After falling appreciably for most of May and June, India’s Covid graph plateaued last month. Kerala has been one of the notable outliers in the country’s second wave recovery. The state added more than 20,000 cases every day on five days last week — about half the country’s caseload — and its positivity rate is more than six times the national average. The BJP has ascribed the spike to the relaxation of curbs during Eid, while the Kerala government has blamed the rising caseload on vaccine shortage. Though there is truth to both these claims, it’s also apparent that Kerala’s situation is a complicated one, and resolving it will need the Centre and state government to put their heads together — a blame game is the last thing the state needs at this critical juncture. It’s, therefore, welcome that the Centre has dispatched a team of experts to study the situation in the state’s worst affected areas.
The nationwide serosurvey results indicate that less than 45 per cent of Kerala’s population has been exposed to the virus — way below the national average of 68 per cent. It seems that the state’s initial success in curbing the spread of the infection is now working against it: A majority of its population lacks antibodies against the more infectious variants driving the second wave. Kerala has done well to keep its case fatality rate low — at 0.87 per cent, it’s the lowest amongst the states that reported the most fatalities last week. But with the state’s RO figure — number of people to whom an infected person can transmit the disease — going past the danger threshold of 1, the state has lost about 100 people to Covid every day in the past 10 days. The Kerala government has attempted to strike a balance between lives and livelihoods with a weekly lockdown policy and by restricting the working hours at business centres. But with people crowding markets during the limited hours at their disposal, such restrictions could end up becoming counterproductive.

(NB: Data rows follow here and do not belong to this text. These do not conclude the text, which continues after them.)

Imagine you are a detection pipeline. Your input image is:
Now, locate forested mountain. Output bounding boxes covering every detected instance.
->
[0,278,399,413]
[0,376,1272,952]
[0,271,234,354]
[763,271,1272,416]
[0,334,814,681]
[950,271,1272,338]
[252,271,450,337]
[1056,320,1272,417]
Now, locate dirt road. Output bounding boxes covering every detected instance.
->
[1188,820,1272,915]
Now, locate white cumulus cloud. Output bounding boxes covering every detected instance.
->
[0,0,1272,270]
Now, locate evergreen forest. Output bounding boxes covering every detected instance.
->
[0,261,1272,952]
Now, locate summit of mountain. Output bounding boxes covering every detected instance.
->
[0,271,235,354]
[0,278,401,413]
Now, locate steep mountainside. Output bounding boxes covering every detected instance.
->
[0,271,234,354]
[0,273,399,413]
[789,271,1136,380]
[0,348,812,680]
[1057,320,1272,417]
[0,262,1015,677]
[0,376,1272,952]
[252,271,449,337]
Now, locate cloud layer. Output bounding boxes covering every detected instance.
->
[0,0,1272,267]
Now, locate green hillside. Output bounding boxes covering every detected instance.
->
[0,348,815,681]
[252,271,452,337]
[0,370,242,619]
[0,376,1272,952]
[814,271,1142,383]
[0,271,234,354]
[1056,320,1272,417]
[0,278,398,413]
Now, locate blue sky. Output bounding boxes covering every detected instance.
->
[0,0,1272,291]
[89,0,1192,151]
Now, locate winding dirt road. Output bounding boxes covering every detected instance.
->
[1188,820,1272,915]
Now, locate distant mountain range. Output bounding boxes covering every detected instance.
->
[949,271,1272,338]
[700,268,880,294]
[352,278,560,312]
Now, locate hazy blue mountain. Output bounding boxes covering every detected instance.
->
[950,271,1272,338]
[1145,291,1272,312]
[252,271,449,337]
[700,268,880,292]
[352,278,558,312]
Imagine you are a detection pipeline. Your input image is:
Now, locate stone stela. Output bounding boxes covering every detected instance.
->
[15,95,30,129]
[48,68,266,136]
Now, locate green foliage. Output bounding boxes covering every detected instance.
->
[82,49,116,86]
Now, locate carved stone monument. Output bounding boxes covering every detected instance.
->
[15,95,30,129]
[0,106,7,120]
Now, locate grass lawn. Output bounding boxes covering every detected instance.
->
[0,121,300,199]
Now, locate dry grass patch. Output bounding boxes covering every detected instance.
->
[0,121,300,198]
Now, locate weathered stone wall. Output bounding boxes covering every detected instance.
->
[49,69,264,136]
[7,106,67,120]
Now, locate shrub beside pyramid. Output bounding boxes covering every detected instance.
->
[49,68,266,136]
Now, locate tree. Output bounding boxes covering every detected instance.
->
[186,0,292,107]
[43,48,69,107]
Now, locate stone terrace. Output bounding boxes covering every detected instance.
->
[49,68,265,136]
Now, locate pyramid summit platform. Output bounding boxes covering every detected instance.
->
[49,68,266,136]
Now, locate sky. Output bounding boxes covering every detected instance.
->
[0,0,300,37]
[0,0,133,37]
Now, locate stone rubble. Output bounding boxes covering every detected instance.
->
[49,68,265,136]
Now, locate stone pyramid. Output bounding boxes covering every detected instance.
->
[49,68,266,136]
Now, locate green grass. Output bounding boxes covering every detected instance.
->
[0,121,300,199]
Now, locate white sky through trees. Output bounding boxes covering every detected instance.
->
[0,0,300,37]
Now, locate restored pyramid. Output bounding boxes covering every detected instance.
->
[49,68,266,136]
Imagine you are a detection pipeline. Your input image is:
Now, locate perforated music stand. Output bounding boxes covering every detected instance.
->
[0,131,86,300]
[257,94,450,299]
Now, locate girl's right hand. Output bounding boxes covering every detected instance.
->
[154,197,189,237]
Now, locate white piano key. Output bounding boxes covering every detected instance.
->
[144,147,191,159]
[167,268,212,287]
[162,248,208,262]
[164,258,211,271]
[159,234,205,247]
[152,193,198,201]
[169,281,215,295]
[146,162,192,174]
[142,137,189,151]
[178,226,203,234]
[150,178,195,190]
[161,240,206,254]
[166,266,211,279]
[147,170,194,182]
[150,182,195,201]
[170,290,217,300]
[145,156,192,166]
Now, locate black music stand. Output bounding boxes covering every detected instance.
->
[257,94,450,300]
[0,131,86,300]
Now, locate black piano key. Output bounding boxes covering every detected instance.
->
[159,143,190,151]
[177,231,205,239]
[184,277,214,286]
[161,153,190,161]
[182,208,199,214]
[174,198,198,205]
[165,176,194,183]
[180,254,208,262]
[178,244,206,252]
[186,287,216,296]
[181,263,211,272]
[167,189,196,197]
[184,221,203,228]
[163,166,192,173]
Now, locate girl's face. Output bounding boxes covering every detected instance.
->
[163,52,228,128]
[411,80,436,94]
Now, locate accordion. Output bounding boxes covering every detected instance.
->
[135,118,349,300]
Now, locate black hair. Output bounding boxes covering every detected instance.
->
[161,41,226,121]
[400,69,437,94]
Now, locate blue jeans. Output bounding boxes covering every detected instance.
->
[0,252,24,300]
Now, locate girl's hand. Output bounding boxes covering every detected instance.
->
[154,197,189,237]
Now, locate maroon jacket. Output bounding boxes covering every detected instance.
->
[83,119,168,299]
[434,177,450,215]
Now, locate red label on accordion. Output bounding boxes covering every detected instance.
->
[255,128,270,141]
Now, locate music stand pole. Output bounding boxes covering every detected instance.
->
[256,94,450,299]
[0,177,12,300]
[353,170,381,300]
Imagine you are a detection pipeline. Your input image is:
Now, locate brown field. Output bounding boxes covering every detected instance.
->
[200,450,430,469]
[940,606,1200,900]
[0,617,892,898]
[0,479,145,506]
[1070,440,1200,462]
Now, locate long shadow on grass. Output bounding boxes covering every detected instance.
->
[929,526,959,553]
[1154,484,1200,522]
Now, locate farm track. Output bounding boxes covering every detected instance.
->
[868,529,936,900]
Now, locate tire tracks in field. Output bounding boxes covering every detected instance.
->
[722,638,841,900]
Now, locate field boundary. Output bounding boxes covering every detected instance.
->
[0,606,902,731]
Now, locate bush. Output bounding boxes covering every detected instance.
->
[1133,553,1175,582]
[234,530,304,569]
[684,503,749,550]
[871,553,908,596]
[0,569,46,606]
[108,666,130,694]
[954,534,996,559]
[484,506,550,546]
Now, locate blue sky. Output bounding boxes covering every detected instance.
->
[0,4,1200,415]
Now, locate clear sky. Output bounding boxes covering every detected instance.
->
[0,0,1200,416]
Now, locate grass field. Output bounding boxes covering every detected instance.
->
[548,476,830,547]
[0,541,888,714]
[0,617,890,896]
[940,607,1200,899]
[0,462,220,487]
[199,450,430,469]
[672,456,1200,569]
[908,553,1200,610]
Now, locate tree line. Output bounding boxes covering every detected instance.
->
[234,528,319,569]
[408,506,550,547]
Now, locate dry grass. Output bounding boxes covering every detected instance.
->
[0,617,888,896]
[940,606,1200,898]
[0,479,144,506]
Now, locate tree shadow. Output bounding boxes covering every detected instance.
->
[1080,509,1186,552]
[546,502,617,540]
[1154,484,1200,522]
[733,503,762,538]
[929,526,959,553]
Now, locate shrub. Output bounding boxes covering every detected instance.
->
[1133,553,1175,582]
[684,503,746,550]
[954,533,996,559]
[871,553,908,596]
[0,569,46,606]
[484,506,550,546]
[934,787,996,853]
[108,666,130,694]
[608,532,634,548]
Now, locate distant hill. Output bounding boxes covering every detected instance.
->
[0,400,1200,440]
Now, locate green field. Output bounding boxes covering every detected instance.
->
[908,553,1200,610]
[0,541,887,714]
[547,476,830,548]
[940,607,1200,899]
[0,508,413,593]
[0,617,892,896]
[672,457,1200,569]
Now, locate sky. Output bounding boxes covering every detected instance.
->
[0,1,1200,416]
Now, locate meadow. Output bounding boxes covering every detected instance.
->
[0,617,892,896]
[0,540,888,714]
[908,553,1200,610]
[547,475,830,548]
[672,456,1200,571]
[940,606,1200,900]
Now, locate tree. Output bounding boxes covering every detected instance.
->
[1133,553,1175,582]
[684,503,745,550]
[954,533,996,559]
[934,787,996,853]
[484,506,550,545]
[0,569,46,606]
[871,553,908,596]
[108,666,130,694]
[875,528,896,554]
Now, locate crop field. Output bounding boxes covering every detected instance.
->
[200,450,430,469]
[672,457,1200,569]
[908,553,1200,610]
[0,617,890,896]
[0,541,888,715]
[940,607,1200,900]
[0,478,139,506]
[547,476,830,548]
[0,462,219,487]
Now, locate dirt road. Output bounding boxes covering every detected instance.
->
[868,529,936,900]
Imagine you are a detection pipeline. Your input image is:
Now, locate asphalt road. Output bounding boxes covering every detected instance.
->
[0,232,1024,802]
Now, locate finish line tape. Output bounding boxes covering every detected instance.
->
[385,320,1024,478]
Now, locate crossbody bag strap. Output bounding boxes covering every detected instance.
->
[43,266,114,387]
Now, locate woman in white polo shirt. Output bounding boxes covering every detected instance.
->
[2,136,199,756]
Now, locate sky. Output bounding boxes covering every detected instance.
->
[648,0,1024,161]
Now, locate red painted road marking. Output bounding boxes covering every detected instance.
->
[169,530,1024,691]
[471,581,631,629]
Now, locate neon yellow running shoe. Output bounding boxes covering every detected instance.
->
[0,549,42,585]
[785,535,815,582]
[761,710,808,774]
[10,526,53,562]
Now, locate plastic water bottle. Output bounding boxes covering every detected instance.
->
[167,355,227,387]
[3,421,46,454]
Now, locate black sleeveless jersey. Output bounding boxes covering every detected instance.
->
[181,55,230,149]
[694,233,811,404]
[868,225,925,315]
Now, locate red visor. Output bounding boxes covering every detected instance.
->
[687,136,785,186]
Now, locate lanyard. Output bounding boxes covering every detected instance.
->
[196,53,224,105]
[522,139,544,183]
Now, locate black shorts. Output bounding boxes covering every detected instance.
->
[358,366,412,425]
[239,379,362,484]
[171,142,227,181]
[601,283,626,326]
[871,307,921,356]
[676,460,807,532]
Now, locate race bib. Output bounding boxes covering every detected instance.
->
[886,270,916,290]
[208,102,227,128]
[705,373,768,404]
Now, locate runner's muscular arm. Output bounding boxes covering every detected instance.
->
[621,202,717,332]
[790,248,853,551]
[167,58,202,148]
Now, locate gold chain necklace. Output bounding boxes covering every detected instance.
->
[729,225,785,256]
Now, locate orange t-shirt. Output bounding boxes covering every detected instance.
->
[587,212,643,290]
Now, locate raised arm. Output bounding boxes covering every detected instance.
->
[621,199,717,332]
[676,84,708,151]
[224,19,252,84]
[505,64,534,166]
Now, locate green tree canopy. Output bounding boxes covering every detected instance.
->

The serosurvey results offer more clues to solving the Kerala conundrum. Though the state’s vaccine coverage is much above the national figure, the survey indicates that a far larger section of its population will need vaccine-produced antibodies in the next few weeks to check the second wave. With vaccines continuing to be scarce, the state government will need to strategise their rollout — giving special attention to districts with high infection incidence. The expert team’s insights could prove invaluable in this respect, as well as in fine-tuning other containment measures. At the same time, the Centre must not waver from its commitment to increase vaccine supply from August onwards.